Maßnahmen der Feuerwehr:

  • Eigenschutz beachten!
  • Gefahrenbereich sofort absperren!
  • Umluftunabhängiger Atemschutz (PA) und Chemikalienschutzanzug (CSA)!
  • Bei Austritt von flüssigem Chlor: Kälteschutz!
  • Unbedingt weitere Ausbreitung beobachten!

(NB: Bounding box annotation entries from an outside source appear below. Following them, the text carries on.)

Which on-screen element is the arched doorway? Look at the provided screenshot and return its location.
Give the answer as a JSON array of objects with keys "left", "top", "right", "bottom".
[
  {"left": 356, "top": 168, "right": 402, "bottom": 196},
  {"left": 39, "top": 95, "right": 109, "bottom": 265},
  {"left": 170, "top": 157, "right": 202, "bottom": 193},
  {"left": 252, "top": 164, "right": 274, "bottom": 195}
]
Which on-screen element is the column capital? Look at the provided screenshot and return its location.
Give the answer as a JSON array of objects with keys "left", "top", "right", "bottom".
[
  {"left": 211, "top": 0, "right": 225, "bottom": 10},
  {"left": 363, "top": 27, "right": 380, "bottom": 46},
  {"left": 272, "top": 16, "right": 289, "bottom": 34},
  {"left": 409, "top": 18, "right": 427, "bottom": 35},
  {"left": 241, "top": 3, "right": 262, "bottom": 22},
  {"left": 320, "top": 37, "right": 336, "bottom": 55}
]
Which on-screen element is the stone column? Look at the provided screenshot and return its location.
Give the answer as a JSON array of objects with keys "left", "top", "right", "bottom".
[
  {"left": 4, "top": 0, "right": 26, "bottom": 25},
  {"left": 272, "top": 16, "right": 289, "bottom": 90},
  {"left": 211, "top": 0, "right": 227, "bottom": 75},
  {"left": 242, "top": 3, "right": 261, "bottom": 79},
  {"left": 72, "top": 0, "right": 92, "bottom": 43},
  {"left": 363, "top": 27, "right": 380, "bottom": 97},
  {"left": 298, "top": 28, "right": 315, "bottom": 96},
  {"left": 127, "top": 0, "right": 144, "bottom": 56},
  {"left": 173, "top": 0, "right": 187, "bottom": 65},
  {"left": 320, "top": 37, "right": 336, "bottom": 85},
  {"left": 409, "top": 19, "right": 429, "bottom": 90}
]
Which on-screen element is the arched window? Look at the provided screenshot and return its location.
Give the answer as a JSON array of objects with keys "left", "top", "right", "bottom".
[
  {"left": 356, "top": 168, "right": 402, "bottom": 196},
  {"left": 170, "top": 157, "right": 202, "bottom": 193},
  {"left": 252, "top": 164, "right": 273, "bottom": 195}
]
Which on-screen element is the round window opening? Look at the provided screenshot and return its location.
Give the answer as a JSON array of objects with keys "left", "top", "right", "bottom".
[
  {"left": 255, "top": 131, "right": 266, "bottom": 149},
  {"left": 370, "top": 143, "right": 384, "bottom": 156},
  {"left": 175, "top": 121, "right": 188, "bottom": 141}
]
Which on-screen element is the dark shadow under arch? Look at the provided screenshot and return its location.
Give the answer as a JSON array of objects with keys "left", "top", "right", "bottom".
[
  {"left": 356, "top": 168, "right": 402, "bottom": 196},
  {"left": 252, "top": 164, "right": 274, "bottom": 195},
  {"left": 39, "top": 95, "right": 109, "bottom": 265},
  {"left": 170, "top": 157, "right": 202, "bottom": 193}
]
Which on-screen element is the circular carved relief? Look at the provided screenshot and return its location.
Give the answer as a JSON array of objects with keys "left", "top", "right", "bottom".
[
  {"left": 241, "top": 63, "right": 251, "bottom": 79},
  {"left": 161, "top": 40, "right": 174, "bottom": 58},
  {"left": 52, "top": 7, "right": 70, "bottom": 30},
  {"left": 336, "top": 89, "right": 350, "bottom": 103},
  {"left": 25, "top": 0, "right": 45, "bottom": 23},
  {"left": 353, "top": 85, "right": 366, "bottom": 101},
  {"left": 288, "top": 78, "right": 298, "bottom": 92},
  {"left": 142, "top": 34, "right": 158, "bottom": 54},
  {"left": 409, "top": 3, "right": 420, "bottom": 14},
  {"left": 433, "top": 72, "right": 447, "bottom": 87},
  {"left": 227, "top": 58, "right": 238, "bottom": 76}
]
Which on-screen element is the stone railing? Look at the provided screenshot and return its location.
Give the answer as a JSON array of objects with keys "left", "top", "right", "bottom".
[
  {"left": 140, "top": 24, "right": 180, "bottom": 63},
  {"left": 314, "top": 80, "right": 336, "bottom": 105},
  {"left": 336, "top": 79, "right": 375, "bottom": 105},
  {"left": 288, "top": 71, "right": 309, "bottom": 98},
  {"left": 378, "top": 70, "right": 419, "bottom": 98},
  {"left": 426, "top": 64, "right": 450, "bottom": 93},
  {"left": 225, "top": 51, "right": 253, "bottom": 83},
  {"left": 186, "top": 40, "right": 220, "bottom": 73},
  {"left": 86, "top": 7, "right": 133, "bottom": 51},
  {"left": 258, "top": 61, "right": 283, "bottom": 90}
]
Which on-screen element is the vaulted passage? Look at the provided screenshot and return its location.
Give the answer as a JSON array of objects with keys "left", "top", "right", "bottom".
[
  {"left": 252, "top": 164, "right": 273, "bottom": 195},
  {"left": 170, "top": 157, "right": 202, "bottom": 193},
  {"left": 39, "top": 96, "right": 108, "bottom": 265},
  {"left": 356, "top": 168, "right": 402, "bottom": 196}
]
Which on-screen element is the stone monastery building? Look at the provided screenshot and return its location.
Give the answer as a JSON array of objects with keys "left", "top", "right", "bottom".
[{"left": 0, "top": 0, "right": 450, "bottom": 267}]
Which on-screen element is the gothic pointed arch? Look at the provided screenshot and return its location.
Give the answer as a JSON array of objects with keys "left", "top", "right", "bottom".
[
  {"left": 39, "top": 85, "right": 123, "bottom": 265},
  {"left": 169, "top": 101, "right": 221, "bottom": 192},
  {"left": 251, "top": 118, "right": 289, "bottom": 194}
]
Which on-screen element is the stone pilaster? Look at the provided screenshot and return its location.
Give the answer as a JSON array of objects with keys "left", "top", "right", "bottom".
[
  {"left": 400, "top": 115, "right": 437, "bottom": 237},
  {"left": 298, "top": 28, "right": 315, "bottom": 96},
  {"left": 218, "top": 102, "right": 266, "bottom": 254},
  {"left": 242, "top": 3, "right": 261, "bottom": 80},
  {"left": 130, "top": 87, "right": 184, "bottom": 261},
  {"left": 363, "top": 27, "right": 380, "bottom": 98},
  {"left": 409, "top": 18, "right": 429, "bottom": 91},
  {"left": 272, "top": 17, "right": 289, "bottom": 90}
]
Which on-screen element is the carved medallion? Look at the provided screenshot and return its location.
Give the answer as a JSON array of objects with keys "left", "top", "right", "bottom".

Allgemeine taktische Hinweise zur Einsatzdurchführung:

  • Abstand halten, mindestens 50 m!
  • Bei der Anfahrt Windrichtung beachten, mit dem Wind anfahren.
  • Unmittelbaren Gefahrenbereich im Freien räumen und in Abhängigkeit von der Lagermenge großräumig absperren.
  • Fenster und Türen schließen! Klimaanlagen abstellen!
  • Benachbarte Gebäude grundsätzlich nicht räumen.
  • Ggf. tiefer gelegene Räume in Wohn- sowie Industrieanlagen in der Ausbreitungsrichtung kontrollieren und abdichten.
  • Betrieblichen Gefahrenabwehrplan beachten

Merkblatt "Maßnahmen bei Gefahren durch Ammoniak und Chlor"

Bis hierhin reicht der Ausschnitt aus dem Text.